Restore has just given Reform control of Norfolk County Council after all, so how many local authorities have to be run by either or both of them before Andy Burnham reconsidered his Old New Labour fixation with regional devolution? Labour is also tied with Reform for a distant second place at Holyrood, where it has not governed in 19 years, and it is in a very distant third place in the Senedd. There have been seven elections to the London Mayoralty, and Labour has only ever won four of them, three with Sadiq Khan and the fourth with a man who, having already wiped the floor with Labour as an Independent, would have done so again. The Greens are highly likely to take it next time. Yet Burnham even wants to give councils responsibility for providing asylum accommodation, as if the relevant committees would still be made up of his dad's mates from the union and the Catenians.

If Burnham won Makerfield, though, then that would be a sign of the changing times.
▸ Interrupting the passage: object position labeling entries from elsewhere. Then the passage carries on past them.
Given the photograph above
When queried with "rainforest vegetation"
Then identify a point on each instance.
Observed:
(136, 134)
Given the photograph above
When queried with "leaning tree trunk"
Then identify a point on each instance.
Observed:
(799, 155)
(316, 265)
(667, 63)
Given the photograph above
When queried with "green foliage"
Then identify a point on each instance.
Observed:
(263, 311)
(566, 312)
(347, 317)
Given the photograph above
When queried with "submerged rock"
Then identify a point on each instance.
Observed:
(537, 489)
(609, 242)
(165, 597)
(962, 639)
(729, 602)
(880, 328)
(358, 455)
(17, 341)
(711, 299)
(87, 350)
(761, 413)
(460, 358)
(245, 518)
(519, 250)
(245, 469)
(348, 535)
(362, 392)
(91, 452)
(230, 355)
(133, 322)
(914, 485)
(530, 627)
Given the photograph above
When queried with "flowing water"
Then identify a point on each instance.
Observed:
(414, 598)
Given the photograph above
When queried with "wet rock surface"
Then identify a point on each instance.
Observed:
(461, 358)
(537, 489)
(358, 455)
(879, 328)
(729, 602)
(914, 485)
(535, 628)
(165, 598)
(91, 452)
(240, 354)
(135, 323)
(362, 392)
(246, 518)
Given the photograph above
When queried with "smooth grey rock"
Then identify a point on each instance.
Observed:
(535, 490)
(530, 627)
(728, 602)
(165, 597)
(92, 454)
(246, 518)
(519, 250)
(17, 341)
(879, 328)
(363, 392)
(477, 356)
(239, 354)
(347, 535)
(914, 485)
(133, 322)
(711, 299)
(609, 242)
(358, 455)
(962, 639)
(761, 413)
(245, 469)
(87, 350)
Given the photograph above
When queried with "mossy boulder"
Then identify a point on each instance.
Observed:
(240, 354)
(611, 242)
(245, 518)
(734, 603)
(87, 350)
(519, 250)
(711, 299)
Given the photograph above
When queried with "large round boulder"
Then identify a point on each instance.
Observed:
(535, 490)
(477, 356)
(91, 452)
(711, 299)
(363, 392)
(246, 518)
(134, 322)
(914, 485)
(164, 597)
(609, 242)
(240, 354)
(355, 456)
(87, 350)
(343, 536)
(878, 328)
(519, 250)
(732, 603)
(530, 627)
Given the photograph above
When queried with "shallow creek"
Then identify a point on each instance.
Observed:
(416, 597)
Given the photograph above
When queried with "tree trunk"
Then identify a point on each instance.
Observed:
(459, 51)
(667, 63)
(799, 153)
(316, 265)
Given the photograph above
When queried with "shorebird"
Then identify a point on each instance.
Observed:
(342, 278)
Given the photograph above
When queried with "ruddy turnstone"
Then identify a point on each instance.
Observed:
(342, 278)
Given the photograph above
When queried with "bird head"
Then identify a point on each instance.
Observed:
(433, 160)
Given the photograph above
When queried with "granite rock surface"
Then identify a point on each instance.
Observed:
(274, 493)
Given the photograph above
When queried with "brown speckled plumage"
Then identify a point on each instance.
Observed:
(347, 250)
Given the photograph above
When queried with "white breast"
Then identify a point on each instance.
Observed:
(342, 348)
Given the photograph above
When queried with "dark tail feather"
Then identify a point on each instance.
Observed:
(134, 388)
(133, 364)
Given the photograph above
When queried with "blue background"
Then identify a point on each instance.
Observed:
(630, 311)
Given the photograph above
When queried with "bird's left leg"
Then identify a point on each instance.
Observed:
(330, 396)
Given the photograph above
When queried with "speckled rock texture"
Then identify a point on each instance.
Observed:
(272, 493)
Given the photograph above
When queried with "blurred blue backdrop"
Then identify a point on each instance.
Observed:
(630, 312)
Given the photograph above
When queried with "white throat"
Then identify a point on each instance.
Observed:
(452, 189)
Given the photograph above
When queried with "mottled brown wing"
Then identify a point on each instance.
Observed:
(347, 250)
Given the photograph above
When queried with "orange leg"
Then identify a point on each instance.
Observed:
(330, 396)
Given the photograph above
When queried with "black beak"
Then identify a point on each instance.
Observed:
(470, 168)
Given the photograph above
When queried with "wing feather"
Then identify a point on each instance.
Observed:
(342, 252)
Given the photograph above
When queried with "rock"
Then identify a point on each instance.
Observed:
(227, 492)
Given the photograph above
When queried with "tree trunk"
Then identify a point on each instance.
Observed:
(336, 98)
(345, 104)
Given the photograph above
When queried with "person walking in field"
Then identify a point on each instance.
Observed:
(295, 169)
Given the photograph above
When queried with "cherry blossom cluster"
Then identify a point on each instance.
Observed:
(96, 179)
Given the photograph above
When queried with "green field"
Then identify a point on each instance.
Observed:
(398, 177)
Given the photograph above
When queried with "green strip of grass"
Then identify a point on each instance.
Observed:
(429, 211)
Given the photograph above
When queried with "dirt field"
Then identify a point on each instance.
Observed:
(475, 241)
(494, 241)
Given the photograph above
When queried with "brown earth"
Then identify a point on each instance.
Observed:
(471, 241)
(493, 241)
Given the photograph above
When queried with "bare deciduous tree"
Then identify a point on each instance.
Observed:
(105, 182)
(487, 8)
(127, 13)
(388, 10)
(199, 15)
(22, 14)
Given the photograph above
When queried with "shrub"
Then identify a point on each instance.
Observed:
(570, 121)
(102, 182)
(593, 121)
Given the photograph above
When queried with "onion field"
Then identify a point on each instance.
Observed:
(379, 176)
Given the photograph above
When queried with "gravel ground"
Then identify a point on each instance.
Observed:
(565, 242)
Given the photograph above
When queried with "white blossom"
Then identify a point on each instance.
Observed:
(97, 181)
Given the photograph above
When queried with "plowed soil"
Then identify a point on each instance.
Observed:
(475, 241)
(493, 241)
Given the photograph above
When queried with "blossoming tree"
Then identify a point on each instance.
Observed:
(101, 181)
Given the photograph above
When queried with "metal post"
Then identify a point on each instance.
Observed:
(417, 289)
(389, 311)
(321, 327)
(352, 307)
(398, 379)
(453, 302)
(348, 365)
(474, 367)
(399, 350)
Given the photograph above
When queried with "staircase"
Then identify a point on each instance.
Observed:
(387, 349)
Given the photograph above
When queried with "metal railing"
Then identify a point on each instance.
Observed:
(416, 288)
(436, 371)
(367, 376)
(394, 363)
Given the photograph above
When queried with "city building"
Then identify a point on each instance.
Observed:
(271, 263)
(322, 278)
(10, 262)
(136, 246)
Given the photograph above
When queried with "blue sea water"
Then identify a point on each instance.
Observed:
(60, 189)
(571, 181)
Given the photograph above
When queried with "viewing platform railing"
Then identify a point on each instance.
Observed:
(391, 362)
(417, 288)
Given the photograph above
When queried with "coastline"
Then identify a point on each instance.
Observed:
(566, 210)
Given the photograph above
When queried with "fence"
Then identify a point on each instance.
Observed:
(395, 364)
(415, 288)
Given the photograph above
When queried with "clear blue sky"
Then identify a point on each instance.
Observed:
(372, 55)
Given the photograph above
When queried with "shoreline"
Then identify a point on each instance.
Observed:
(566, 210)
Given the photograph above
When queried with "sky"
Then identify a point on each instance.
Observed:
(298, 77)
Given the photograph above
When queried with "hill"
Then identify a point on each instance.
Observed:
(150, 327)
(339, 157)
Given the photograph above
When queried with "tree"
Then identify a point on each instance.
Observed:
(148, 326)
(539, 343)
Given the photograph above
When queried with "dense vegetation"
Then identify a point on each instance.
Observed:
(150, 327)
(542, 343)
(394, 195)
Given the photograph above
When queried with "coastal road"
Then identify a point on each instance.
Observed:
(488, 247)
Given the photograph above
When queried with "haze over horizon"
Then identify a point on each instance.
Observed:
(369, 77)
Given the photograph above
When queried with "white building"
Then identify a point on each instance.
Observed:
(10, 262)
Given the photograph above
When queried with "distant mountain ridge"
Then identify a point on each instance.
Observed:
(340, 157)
Palantir is still everywhere, which urgently needs to be addressed, and which would not be so by Burnham. But Peter Thiel himself has fled to Argentina, of course, while JD Vance has had to go so far as to issue an official denial that he was abandoning his hopes of the Presidency in 2028. When you have to say it. And Reformers and Restorers alike, what do you think of Thiel's new host, Javier Milei? He thinks that the Falkland Islands are part of Argentina. As, presumably, does Thiel. So that as, presumably, does Vance.